Once polished, it’s vital to you as an author to get feedback. You don’t want to send your finished work out into the world and have your audience point out glaring plot holes or embarrassing errors. A beta reader will come in handy here. Ideally, this person should be a writer, too, or at least an avid reader. They’ll know what sits right with them or what feels wrong, and they can provide you with detailed, constructive feedback for your work. This will go a long way to giving your piece its final shine.
In a nutshell, use an alpha reader for first impressions, use a beta reader for constructive feedback.
Finding beta readers isn’t always easy. A writing class may afford you the opportunity to workshop with other writers, or you may find local writing groups by using apps like Meetup. One great option is the website Scribophile, which is an online community of writers sharing their work and critiquing others. Just keep in mind that if you’re an amateur, and you’re receiving critiques from other amateurs, you may not always receive the best advice. While their feedback will be valuable, don’t feel you have to implement every suggestion. But do accept it with open arms and thick skin. Remember, any feedback from readers can help you grow tremendously as a writer.
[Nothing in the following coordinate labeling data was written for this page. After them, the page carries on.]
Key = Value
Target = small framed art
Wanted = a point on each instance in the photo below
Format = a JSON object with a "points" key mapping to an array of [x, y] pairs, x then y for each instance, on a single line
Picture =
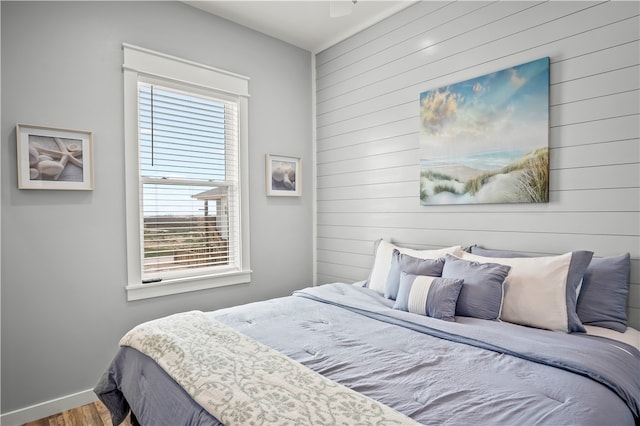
{"points": [[50, 158], [283, 176]]}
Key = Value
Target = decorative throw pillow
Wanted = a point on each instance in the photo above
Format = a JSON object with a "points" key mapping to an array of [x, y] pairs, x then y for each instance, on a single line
{"points": [[429, 296], [401, 262], [605, 288], [382, 261], [602, 297], [541, 291], [481, 294]]}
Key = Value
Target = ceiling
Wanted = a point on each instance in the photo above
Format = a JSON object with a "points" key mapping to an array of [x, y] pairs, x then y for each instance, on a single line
{"points": [[304, 23]]}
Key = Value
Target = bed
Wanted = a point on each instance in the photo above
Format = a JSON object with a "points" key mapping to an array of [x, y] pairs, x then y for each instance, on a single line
{"points": [[432, 337]]}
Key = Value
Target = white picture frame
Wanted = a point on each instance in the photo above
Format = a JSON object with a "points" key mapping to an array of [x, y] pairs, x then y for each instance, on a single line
{"points": [[52, 158], [283, 176]]}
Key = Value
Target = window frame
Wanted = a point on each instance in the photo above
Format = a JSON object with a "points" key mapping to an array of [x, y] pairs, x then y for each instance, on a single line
{"points": [[143, 65]]}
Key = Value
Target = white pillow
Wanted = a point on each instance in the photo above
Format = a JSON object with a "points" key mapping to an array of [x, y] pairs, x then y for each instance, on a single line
{"points": [[535, 290], [382, 261]]}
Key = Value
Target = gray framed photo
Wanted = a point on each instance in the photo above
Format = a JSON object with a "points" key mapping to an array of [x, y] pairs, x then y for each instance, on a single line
{"points": [[50, 158], [283, 176]]}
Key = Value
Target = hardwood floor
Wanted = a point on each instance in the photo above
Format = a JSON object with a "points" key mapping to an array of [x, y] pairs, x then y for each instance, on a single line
{"points": [[94, 414]]}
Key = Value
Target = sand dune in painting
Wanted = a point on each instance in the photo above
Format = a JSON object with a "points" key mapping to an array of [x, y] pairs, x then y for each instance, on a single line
{"points": [[523, 181]]}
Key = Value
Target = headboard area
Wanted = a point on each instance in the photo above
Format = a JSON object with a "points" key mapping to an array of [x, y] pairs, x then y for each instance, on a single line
{"points": [[370, 132]]}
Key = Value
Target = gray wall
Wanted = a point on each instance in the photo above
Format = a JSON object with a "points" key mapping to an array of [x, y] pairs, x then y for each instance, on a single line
{"points": [[367, 131], [64, 306]]}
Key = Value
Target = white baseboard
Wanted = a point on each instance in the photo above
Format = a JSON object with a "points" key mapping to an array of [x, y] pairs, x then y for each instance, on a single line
{"points": [[44, 409]]}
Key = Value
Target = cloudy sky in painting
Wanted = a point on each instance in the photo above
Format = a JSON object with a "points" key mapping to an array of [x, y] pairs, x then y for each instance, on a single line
{"points": [[505, 110]]}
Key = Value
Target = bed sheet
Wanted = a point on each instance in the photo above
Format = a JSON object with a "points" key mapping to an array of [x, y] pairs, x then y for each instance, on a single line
{"points": [[432, 379]]}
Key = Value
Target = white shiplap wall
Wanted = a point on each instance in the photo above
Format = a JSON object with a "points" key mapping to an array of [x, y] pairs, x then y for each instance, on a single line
{"points": [[367, 96]]}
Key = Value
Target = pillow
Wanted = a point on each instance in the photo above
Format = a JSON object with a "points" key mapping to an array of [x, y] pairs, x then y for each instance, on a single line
{"points": [[382, 261], [430, 296], [541, 291], [602, 293], [605, 288], [481, 294], [401, 262]]}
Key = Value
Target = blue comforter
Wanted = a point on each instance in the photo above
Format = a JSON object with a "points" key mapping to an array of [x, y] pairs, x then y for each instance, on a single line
{"points": [[468, 372]]}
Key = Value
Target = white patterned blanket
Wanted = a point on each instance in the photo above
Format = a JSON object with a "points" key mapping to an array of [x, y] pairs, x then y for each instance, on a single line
{"points": [[241, 381]]}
For more tips, read How to Survive a Writing Workshop.
5. Should I self-publish or find a traditional publisher?
This largely depends on you and the shape of your starry-eyed dreams. If you want to see your book sitting on the shelf of your local bookstore, traditional publishing is the obvious path for you. If you don’t want a publisher to take a generous slice of your sales (and I mean the corner slice, with all the frosting), self-publishing might be your friend.
Self-publishing can give you the freedom and agency over your career that you want. However, it does require a large amount of legwork on your part. You’ll need to spend a significant amount of time marketing and networking to get your name to rise out of the heaps and heaps of self-published materials. You’ll need to design an eye-catching cover. You’ll need to hire an editor and maybe a publicist. You’ll need a website. Once you’re successful, you can also hire an assistant to help with these areas. But plan to do a lot of pulling up on your own boot straps in the beginning. That isn’t meant to be discouraging. Many authors have mastered these tactics and have made a fortune with self-publishing.
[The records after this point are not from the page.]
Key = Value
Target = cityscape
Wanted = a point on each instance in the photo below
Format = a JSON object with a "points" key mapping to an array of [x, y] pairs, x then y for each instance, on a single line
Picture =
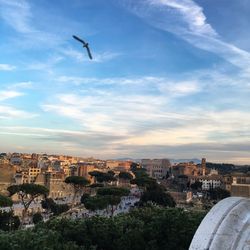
{"points": [[124, 125]]}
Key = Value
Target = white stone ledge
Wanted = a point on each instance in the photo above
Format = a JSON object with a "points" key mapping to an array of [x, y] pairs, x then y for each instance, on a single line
{"points": [[225, 227]]}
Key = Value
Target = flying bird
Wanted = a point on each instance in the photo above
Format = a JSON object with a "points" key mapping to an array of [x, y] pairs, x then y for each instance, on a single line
{"points": [[85, 45]]}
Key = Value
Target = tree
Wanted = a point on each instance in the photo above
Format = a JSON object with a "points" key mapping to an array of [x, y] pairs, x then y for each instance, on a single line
{"points": [[197, 185], [50, 205], [125, 176], [78, 183], [5, 201], [27, 192], [8, 221], [113, 195], [148, 228], [219, 193], [159, 197], [37, 217], [94, 203], [102, 177]]}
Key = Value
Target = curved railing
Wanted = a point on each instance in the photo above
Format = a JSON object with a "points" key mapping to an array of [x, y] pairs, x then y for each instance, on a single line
{"points": [[226, 226]]}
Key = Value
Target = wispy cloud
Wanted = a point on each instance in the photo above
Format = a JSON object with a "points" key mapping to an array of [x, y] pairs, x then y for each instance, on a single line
{"points": [[21, 85], [82, 56], [6, 67], [8, 112], [7, 94], [186, 19], [17, 14]]}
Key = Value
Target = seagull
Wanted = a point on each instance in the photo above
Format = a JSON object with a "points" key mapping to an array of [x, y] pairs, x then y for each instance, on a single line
{"points": [[85, 45]]}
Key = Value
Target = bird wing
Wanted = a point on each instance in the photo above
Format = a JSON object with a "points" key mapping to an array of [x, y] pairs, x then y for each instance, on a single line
{"points": [[89, 53], [78, 39]]}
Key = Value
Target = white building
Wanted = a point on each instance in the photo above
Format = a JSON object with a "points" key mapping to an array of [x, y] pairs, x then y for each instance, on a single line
{"points": [[156, 168]]}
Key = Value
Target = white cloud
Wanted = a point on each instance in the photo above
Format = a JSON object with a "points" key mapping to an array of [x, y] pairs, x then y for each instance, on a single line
{"points": [[21, 85], [186, 19], [6, 94], [6, 67], [7, 112], [82, 56], [17, 14]]}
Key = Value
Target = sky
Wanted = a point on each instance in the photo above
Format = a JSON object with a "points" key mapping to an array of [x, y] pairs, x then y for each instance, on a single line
{"points": [[168, 79]]}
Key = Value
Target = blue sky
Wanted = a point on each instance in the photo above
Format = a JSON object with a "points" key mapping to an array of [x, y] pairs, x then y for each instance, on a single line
{"points": [[170, 78]]}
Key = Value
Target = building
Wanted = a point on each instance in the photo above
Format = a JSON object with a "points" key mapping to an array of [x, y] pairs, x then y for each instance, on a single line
{"points": [[185, 168], [203, 166], [118, 165], [208, 182], [84, 169], [241, 185], [54, 181], [156, 168]]}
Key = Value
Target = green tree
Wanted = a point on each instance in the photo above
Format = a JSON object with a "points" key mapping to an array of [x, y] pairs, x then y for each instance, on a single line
{"points": [[197, 185], [77, 183], [5, 201], [219, 193], [50, 205], [37, 217], [159, 197], [27, 192], [113, 195], [102, 177], [94, 203], [8, 221], [125, 176]]}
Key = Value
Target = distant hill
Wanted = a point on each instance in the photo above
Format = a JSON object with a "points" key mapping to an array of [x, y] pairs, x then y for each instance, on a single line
{"points": [[7, 173], [195, 160]]}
Traditional publishing, or “trad pub” as it’s often called, is a much different world. You’ll need to find a literary agent, in most cases, who can sell your work to a publishing house. This agent will stand in your corner and help you build a career as an author. Once published, the publishing house will help with cover design, marketing, and — maybe best of all — perfecting your book. Generally speaking, traditionally published authors are viewed as more professional and successful, and they open their careers to greater exposure. Most importantly, there’s something very romantic about holding a copy of your own book.
This information may feel overwhelming at first, but the important thing is to enjoy writing and flexing your creative muscles. Each of these pieces will fall into place as the process evolves for you. Focus on your work first, then worry about the rest.
For a great boost to your knowledge and expertise as a writer, try listening to writing podcasts, following authors you love on social media, or subscribing to writing magazines. It never hurts to saturate yourself with the world of writing. It can only make you more confident in your career.